《1973年(昭和48年)3月、桜の花が開き初めのころ、わたしは京都花月に出演していました。楽屋までの小さな公園を横切って、楽屋へのコンクリートの階段に一歩のせたときのことです。背後から「モシモシ」という声がしました。振り返ると、長髪の高校生が立っていました。
「なにか用?」
「弟子にしてください」
「それはええけども、何でわたしの弟子になりたいのか?」
「あんたはセンスがあるから」
わたしはうっかり、
「ありがとう」といって頭を下げてしまいました。初手から負けです。これが明石家さんまとの初対面でした》
飛び込んできた弟子を“笑福亭さんま”と命名。それは、彼の実家が水産加工業を営んでいたからだ。
地元の奈良県でカラオケバーを営むさんまの実兄は当時の様子をこう振り返る。
「入門してすぐのころに、“さんまという名前をもらったんや”というようなことを、うれしそうに話していましたね。松之助師匠は私たちの弟が亡くなったときに、お通夜から葬儀やら四十九日とかの法事のたびに、何度も奈良へ来てくださいました。本当に律義な方でしたね。彼の成功が今あるのは、本当に師匠のおかげですわ」
さんまは弟子入りして7か月後に女性と東京に逃げたことがあった。だが、師匠は周囲の心配をよそに「あいつは必ず戻ってくるから」と周りに言っていたという。

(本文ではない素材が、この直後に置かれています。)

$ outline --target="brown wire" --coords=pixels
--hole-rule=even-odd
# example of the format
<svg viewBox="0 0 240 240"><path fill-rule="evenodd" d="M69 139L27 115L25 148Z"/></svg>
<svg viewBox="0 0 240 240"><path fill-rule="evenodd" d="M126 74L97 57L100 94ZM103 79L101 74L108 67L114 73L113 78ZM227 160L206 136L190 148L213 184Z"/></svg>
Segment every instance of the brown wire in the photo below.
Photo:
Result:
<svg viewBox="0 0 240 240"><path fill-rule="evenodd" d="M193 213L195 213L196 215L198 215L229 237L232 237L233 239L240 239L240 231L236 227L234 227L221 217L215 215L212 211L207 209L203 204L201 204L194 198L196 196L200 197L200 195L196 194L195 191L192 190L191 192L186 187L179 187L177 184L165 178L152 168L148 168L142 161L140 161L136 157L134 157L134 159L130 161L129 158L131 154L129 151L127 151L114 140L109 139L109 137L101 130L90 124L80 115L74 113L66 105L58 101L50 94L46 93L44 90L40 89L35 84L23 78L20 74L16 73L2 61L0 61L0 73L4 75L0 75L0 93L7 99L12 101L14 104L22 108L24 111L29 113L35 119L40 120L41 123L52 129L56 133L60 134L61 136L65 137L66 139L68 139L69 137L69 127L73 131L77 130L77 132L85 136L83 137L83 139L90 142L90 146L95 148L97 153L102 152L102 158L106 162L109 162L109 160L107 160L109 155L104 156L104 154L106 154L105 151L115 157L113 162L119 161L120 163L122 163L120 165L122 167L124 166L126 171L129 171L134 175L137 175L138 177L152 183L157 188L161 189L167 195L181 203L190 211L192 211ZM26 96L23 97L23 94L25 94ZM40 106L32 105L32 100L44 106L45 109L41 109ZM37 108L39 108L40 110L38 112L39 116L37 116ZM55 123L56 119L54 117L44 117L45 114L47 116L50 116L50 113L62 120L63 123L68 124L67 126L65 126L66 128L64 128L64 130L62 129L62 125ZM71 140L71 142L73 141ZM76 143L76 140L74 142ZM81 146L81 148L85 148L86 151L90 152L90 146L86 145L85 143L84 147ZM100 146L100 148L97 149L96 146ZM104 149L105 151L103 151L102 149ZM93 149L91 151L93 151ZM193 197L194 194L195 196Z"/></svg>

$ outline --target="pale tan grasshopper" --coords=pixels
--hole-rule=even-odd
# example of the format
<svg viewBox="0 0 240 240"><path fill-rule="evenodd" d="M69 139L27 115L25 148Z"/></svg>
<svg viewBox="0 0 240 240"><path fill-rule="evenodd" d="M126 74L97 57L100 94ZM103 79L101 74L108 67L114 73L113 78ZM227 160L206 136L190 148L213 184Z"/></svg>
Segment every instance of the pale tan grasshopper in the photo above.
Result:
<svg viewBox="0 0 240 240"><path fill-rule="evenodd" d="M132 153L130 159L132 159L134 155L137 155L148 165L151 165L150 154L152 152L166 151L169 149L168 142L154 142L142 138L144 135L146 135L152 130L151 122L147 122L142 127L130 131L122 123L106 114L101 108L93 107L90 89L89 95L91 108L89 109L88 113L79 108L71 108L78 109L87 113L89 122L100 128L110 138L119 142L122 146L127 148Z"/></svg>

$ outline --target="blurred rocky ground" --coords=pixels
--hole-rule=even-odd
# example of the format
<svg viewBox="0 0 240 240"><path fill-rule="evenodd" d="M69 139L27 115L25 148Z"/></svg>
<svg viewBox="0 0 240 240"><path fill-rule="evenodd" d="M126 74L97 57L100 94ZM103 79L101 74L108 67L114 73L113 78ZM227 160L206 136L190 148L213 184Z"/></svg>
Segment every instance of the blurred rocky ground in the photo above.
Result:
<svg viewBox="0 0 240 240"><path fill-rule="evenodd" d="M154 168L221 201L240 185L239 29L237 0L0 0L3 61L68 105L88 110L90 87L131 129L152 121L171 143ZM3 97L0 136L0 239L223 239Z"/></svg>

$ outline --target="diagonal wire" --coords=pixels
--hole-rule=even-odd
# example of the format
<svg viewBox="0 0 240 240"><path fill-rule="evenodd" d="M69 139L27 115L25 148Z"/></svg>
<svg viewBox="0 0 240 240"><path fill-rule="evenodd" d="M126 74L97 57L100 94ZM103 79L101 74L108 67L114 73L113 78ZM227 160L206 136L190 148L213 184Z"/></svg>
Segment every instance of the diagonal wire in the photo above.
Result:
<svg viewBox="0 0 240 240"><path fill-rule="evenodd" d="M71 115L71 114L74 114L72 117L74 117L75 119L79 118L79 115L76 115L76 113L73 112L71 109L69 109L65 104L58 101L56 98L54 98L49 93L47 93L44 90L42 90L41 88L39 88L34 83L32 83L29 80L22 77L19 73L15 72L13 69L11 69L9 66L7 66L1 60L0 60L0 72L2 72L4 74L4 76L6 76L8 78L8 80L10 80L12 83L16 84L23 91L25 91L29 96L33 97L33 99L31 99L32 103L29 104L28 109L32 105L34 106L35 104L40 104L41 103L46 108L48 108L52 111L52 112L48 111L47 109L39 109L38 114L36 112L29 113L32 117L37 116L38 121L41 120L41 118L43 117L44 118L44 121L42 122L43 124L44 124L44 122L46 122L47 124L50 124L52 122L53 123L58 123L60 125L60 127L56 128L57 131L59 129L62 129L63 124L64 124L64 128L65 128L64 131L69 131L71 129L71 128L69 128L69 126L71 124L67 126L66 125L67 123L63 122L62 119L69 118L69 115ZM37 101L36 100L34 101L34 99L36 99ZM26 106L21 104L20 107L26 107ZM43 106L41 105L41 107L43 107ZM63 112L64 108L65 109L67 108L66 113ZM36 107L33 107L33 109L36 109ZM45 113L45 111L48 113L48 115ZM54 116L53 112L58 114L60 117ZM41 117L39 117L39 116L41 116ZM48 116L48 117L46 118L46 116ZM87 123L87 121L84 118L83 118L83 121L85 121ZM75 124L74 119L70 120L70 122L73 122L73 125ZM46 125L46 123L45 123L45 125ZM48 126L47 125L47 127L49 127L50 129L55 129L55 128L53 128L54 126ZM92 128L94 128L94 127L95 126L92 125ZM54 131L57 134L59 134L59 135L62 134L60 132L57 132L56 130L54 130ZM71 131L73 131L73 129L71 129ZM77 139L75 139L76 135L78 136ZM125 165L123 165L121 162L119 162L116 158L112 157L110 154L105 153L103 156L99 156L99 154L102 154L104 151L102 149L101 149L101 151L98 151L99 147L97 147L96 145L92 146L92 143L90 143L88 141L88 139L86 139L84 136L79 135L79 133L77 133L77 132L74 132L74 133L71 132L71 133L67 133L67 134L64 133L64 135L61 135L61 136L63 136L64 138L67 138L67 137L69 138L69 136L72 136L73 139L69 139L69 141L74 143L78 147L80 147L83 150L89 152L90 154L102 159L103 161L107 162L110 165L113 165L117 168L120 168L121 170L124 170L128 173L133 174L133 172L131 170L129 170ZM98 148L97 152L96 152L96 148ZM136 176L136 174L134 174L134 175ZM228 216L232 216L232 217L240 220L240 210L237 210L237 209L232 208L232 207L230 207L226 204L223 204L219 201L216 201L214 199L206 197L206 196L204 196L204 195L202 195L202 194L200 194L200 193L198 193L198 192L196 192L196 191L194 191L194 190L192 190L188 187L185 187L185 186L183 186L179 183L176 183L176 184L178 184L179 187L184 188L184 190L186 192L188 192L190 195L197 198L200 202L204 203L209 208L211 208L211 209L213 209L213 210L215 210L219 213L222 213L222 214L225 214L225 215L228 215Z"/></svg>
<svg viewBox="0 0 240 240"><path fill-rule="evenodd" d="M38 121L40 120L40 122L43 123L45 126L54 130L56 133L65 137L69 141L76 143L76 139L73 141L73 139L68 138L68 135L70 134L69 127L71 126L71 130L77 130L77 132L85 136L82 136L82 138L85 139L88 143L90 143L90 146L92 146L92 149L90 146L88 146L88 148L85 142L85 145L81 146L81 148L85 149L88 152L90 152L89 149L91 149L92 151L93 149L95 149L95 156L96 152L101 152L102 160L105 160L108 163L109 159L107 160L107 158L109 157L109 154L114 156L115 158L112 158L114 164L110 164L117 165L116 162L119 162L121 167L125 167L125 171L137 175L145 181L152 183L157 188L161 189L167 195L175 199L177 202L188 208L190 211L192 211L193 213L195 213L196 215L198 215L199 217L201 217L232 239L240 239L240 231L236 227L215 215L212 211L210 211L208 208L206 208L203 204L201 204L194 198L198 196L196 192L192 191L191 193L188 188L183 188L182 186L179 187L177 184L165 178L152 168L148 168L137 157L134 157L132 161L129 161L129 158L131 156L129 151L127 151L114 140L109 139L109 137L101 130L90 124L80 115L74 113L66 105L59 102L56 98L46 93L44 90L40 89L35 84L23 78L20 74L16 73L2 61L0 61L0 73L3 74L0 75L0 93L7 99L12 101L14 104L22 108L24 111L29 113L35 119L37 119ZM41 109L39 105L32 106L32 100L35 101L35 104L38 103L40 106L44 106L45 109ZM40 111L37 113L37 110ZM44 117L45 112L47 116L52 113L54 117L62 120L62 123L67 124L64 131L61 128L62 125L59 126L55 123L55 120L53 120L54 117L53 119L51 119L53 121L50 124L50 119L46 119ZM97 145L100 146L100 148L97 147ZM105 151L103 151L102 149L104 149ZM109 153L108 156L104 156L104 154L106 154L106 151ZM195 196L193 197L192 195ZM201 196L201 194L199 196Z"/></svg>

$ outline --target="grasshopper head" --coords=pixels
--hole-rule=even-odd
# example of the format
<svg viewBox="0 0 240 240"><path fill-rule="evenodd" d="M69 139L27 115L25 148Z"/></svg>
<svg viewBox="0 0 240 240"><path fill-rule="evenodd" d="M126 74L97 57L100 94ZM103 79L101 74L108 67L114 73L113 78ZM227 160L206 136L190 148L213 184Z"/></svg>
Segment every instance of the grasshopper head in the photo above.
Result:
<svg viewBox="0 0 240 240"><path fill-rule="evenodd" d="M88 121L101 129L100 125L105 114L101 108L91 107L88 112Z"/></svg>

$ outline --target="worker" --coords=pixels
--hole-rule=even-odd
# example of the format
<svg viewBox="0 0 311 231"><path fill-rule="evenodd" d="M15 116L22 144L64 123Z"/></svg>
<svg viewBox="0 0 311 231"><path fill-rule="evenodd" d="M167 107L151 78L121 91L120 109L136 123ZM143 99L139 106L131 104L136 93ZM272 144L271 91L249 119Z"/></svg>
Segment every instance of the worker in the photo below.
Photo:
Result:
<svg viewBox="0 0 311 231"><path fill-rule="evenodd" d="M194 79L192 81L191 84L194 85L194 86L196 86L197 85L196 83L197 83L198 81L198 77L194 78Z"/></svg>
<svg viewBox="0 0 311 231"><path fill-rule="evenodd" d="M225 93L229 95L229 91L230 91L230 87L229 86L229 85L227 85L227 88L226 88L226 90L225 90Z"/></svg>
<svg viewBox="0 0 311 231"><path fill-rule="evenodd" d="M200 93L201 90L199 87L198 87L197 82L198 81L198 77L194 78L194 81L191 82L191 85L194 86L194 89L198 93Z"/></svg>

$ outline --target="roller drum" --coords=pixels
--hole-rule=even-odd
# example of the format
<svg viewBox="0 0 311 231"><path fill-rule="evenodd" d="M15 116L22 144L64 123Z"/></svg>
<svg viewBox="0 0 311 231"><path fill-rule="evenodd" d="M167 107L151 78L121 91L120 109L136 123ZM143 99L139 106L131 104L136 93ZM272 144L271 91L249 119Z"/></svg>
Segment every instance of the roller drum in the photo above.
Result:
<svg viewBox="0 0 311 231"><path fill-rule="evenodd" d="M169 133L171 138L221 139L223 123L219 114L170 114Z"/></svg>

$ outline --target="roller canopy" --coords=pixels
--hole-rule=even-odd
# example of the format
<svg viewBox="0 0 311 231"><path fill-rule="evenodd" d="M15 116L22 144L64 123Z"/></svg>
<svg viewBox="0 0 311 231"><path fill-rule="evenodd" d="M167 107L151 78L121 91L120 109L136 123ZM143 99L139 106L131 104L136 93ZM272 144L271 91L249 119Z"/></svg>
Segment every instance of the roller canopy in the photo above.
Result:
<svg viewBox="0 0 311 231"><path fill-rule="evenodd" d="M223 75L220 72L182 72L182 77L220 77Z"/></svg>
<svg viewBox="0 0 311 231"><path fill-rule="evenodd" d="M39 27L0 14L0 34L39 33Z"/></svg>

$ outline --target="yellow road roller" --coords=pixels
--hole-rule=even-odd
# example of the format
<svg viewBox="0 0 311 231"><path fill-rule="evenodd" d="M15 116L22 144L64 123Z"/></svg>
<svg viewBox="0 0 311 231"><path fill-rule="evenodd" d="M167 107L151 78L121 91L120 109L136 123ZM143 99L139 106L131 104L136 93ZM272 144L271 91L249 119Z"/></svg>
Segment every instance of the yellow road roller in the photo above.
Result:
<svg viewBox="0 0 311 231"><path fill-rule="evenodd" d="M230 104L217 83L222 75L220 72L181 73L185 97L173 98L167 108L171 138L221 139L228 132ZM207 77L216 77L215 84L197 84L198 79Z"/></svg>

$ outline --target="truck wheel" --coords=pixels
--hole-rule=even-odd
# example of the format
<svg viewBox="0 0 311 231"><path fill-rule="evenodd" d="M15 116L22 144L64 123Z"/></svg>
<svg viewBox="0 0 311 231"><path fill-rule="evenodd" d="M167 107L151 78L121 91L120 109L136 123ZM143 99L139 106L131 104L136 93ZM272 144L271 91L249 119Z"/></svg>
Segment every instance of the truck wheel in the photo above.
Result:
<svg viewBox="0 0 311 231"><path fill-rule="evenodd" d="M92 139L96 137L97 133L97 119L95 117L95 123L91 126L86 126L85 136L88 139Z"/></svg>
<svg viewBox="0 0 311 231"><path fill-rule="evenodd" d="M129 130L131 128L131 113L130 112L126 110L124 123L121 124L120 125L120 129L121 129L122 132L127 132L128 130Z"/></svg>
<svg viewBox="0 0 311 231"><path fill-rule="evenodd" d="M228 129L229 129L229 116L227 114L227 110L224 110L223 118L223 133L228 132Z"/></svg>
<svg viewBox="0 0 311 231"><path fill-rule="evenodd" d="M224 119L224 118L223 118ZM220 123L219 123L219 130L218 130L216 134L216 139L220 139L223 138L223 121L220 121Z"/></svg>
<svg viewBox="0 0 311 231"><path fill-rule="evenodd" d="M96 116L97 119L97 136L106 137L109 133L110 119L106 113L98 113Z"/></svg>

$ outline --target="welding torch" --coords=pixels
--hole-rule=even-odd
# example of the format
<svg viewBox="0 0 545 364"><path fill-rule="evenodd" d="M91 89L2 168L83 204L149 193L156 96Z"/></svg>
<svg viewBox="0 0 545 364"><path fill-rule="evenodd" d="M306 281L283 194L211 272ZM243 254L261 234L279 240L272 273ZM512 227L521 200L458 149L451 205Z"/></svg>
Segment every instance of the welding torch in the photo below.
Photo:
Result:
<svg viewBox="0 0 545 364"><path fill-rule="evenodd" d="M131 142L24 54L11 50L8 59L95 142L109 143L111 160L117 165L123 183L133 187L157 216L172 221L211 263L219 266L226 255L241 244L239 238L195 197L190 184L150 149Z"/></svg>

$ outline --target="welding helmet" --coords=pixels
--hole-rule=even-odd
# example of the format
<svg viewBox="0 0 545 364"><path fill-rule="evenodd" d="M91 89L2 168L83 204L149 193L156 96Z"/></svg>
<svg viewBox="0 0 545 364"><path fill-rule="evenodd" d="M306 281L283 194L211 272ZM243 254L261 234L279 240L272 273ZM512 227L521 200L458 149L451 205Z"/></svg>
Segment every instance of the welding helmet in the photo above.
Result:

「約半年後に師匠のもとへ戻ってくると、何も言わずにラーメン店に連れて行ってくれたそうです。そして松之助師匠は再出発に際して、さんまさんが落語家ではなくタレントのほうが向いていること、また屋号が自分たちの勢力範囲を示しているような感じがしていて不自由さを感じていたことから、笑福亭から自分の本名でオリジナルの“明石家”に改名させて再デビューさせたのです」(放送作家)
さんまが座右の銘としている『生きてるだけで丸儲け』という言葉。これは松之助師匠から、「人間は裸で生まれてきたから、服一枚着ただけで勝ちなんや」と話されたことから生まれている。
さんまが娘に“いまる”と名づけたのもそれが由来になっている。
そのことが師匠も相当うれしかったのか、
《さんま、が「生きてるだけで丸もうけ」と言って娘に「いまる」と名前を付けた》
と、'15年11月14日付のブログで綴っており、さらにこの言葉が朝ドラの『わかば』でもセリフとして採用されたときの舞台裏エピソードも紹介していた。
最愛の師匠を亡くしたさんまに話を聞こうと、2月下旬に車で帰宅したところを直撃した。
─松之助師匠がお亡くなりになりましたが?
「近々、正式にコメントを出すので」
─師匠とのいちばんの思い出は何でしょうか?
「ないわ!」
そう言うと、
「シャッター下がるよ」
と言い残して、自宅に消えていった。
決して涙などは見せなかったが、その胸の内は悲しみにあふれていた……。